The emergence of online freelancer job markets is creating new opportunities for Albanians to connect with the global economy. Websites such as Upwork, Fiverr and People Per Hour allow Albanians with the right skills to access online project work commissioned by companies and individuals anywhere in the world, while staying in their local communities.

Women in particular stand to gain. The female labor force participation in Albania is still 14.6 percentage points lower than for males. The gender pay gap remains 6.6 percent, according to 2020 data from the Albanian National Statistical Authority (INSTAT). The emerging online freelancing work model can play an important role in narrowing these gaps. Flexible work hours and the ability to work from home can help more women with the right skills stay in the labor market and gain financial independence.
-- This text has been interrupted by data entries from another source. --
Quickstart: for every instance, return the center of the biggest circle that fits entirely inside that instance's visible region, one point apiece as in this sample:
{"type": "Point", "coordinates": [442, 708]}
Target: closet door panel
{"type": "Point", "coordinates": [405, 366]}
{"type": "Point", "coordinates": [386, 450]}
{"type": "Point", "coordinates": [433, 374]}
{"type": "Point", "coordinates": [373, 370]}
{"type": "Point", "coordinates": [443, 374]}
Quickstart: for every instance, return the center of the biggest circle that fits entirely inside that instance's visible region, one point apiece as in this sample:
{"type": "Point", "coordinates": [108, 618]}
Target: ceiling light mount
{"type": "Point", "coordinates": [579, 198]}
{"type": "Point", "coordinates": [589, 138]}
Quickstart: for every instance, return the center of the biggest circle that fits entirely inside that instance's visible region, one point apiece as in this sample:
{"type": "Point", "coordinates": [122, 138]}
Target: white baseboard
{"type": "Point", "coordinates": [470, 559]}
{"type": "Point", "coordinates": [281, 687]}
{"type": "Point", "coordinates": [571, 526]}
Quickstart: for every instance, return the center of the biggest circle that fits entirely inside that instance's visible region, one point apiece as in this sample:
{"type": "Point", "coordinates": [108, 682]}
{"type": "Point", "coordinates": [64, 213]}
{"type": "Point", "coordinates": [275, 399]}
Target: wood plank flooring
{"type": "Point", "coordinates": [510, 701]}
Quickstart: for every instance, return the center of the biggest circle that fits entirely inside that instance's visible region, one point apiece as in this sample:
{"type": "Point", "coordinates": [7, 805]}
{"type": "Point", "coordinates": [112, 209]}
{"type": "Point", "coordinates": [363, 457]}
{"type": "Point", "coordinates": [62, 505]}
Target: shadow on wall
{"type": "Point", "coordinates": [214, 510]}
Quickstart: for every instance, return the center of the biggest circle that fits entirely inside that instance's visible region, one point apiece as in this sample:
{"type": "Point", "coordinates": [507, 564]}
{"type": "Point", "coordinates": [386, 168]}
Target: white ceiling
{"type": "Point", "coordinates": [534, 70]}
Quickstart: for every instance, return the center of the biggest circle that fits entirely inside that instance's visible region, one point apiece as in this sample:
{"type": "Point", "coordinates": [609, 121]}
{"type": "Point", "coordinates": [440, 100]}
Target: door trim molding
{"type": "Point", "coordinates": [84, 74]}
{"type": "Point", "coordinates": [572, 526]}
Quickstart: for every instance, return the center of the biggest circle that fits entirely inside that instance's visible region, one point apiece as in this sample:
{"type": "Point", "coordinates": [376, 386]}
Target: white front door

The Digital Jobs Albania initiative, implemented in partnership with the Government of Albania, Coderstrust (an international digital skills training provider), and EuroPartners Development (a local consulting company), will provide an online training program to equip selected participants with in-demand technical skills. It will also provide mentorship to participants and help them develop the soft skills needed to successfully compete for project work on online freelancer websites. 

“This initiative offers an exciting new opportunity for Albanian women to acquire digital skills and join the online economy – a blueprint to inspire future projects in this space,” says Emanuel Salinas, World Bank Country Manager for Albania. “No one can afford to be left behind in the ongoing digital transformation.”

The initiative is part of broader ongoing World Bank engagement in Albania to help the country leverage the economic opportunities associated with digital trade in goods and services.

“Albania has recognized the importance of digital markets as an opportunity for economic development. We have mobilized a team from across the World Bank to support this effort, through this new initiative and others in the future,” says Christoph Ungerer, the World Bank task team leader for the Albania Digital Trade Project.